Ici par exemple, le Pittosporum truncatum au parfum capiteux n’attire pas que le nez de ses amoureuses et amoureux , mais nombre d’insectes pollinisateurs ou auxiliaires pour son nectar. Abeilles, bourdons, syrphes s’y ravitaillent. Alors que dans la pénombre de sa ramure la fauvette à tête noire (Sylvia atricapilla) -entre autre- est susceptible de nicher.

C’est à dire construire un nid, pondre des oeufs dans cette coupe, et y élever des jeunes avec les proies chassées dans le jardin, essentiellement des insectes.

Il est utile de reconnaitre le chant de la fauvette à tête noire, ainsi que son cri d’alarme, un « tac tac tac » très sec . Seul le mâle chante , il signale et défend ainsi le territoire de son couple.

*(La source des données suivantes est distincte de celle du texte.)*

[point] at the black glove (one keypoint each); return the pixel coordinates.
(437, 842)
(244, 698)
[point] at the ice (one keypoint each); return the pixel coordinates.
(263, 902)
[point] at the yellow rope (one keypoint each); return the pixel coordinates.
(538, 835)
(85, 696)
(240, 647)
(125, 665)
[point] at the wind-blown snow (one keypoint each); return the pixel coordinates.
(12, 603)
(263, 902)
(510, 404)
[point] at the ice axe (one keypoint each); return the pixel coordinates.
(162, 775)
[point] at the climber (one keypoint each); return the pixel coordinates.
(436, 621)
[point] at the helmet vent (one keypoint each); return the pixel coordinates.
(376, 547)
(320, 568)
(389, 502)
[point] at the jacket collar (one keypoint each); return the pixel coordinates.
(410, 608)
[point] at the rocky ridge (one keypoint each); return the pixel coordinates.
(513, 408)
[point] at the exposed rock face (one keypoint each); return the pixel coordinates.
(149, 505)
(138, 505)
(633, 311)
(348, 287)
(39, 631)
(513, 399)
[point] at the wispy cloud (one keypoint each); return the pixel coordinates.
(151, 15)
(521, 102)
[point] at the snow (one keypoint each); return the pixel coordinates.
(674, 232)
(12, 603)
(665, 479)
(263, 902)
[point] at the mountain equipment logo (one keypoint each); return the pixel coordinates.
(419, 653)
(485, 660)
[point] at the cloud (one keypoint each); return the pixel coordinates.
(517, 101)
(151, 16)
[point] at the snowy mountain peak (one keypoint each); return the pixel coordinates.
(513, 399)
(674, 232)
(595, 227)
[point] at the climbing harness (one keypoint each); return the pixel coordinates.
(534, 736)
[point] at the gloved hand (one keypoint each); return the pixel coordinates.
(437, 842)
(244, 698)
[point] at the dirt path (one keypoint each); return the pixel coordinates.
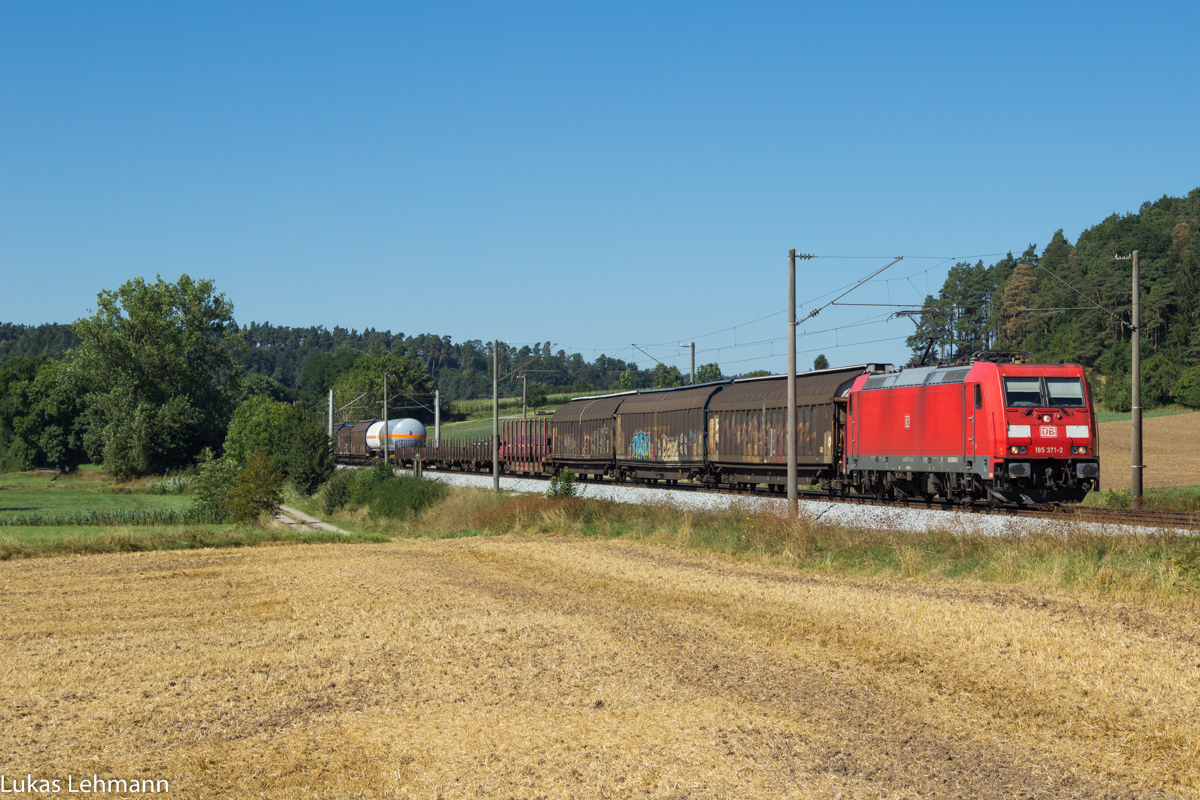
(563, 668)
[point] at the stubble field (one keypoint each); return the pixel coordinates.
(521, 667)
(1170, 451)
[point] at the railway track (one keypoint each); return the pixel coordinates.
(1144, 518)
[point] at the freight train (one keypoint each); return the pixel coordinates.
(991, 429)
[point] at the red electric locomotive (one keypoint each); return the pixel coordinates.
(991, 429)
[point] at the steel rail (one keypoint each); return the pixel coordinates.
(1181, 519)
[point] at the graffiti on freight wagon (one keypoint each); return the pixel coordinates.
(641, 446)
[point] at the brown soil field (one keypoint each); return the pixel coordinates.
(1170, 449)
(568, 668)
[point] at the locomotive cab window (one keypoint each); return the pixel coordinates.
(1023, 392)
(1065, 392)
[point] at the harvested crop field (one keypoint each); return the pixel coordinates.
(1170, 450)
(520, 667)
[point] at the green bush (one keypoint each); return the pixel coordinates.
(1115, 394)
(339, 489)
(402, 497)
(563, 485)
(259, 487)
(262, 425)
(367, 481)
(535, 394)
(214, 483)
(1187, 389)
(174, 485)
(307, 456)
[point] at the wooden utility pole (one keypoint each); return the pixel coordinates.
(1135, 394)
(793, 500)
(496, 415)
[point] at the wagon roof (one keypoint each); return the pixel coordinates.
(671, 400)
(585, 409)
(811, 389)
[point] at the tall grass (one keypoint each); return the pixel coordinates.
(131, 541)
(115, 517)
(1060, 557)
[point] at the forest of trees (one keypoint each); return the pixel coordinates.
(1073, 302)
(303, 364)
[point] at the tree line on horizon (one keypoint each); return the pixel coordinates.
(162, 379)
(156, 378)
(1074, 301)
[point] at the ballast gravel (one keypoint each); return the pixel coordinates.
(843, 515)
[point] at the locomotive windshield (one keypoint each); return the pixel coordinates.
(1048, 392)
(1065, 392)
(1023, 392)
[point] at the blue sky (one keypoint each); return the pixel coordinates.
(591, 175)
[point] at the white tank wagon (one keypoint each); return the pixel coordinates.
(401, 433)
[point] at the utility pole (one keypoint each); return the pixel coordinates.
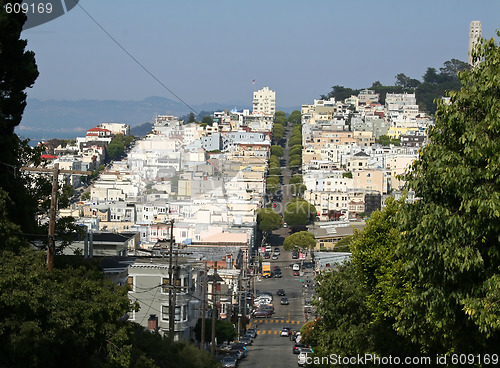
(214, 309)
(204, 306)
(171, 291)
(53, 205)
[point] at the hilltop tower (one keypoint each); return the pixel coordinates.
(264, 100)
(475, 33)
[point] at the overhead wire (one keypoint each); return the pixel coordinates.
(134, 58)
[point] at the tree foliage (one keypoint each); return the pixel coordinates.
(268, 220)
(424, 277)
(295, 117)
(452, 232)
(277, 150)
(278, 132)
(18, 71)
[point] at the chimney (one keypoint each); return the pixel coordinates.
(153, 323)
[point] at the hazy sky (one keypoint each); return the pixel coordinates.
(211, 51)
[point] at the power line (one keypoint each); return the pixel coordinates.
(134, 59)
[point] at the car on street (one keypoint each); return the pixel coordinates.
(239, 346)
(252, 332)
(262, 313)
(302, 358)
(237, 353)
(229, 361)
(246, 340)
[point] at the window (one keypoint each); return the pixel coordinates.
(164, 312)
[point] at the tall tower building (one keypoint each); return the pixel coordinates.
(264, 100)
(475, 33)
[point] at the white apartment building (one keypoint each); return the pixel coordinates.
(264, 100)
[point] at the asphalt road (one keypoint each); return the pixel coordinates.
(269, 349)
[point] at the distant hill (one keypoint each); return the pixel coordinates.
(68, 119)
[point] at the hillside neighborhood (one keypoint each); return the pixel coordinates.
(197, 188)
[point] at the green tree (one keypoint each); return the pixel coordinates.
(340, 93)
(272, 184)
(274, 161)
(450, 234)
(385, 140)
(300, 240)
(280, 113)
(207, 120)
(18, 71)
(295, 140)
(343, 327)
(69, 315)
(278, 132)
(295, 117)
(268, 220)
(295, 150)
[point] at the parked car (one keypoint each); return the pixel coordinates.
(297, 348)
(224, 347)
(237, 353)
(246, 340)
(262, 313)
(240, 347)
(302, 358)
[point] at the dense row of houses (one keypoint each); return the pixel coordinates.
(197, 188)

Toute intervention , tailles, élagages, « nettoyage » est à proscrire. Il est plus intéressant pour la santé du jardin de laisser les arbustes tranquilles, dans leur intégrité, jusqu’à la fin de l’été prochain. Ces opérations sont réservées aux mois de septembre à fin février. Mi-mars au nord de la France.

Disons le encore une fois : la nichoirs artificiels, abris, mangeoires et « hôtels à insectes » ne remplacent pas les arbustes et les plantes vivaces, dans la plus large diversité possible en fonction des sols en place et de votre climat.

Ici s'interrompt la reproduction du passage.